Spring Rolls Ingredients
- 2 tablespoons grapeseed oil, divided
- 1/2 pound ground pork
- 1 clove garlic, minced
- 1-inch piece ginger, grated
- 2 cups shredded green cabbage (about 4 ounces)
- 1/2 cup shredded carrot (1 medium)
- 1 green onion, thinly sliced
- 1 tablespoon soy sauce
- 1 tablespoon oyster sauce
Dipping Sauce Ingredients
- 1/2 cup orange marmalade
- 1 tablespoon white vinegar
- 2 teaspoons soy sauce
- Sriracha sauce, to taste
To make spring rolls
- 12 spring roll wrappers (cover with slightly damp towel to keep from drying out)
- 2 tablespoons water
- 1 tablespoon cornstarch
- Grapeseed oil for brushing rolls
- Heat 1 tablespoon grapeseed oil in a large sauté pan over high heat. Add ground pork and cook until browned, stirring frequently to break up chunks. Transfer browned pork to a bowl and reserve.
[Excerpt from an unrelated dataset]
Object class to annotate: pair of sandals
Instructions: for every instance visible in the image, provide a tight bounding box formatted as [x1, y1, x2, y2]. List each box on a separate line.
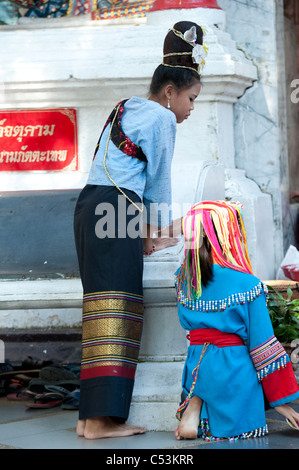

- Wipe the pan clean, add remaining grapeseed oil and reduce heat to medium. Add the garlic and ginger and cook for 30 seconds.
- Add the carrots, cabbage and green onion. Cook, stirring frequently, until vegetables have softened, 3-5 minutes.
- Add the browned pork back into the pan. Add the soy sauce and oyster sauce and stir well. Spread the mixture out on a baking pan and refrigerate until completely cool.
- Make dipping sauce while filling cools. Combine all ingredients in a small bowl and whisk until well combined. Cover and chill until ready to use.
- Whisk together water and cornstarch in a small bowl to make a slurry.
- Place one spring roll wrapper on a clean cutting board so that one corner points towards you like a diamond. Keep remaining spring rolls covered until ready to use. Place 2 rounded tablespoons of filling horizontally across the wrapper, just below the halfway line. Fold up the bottom corner tightly over the filling. Fold over the two side corners, forming a tight, neat packet. Spread a small amount of cornstarch slurry along the top edge of the wrapper (this is the glue that holds the spring roll together) and tightly roll up the spring roll.
- Place rolled spring roll on a baking pan or plate and keep covered with plastic wrap while making remaining spring rolls.
- Select AIRFRY/450°F/SUPER CONVECTION/13 minutes and press START to preheat oven.
- Lightly brush the outsides of the spring rolls with grapeseed oil and place in a single layer on the airfry rack.
- Cook in rack position 4 until golden and crisp, about 15 minutes. Serve immediately with dipping sauce.
Tip: Freeze uncooked spring rolls in a single layer then transfer to large zip-top bag and store in freezer for up to one month. To cook, follow instructions from step 8.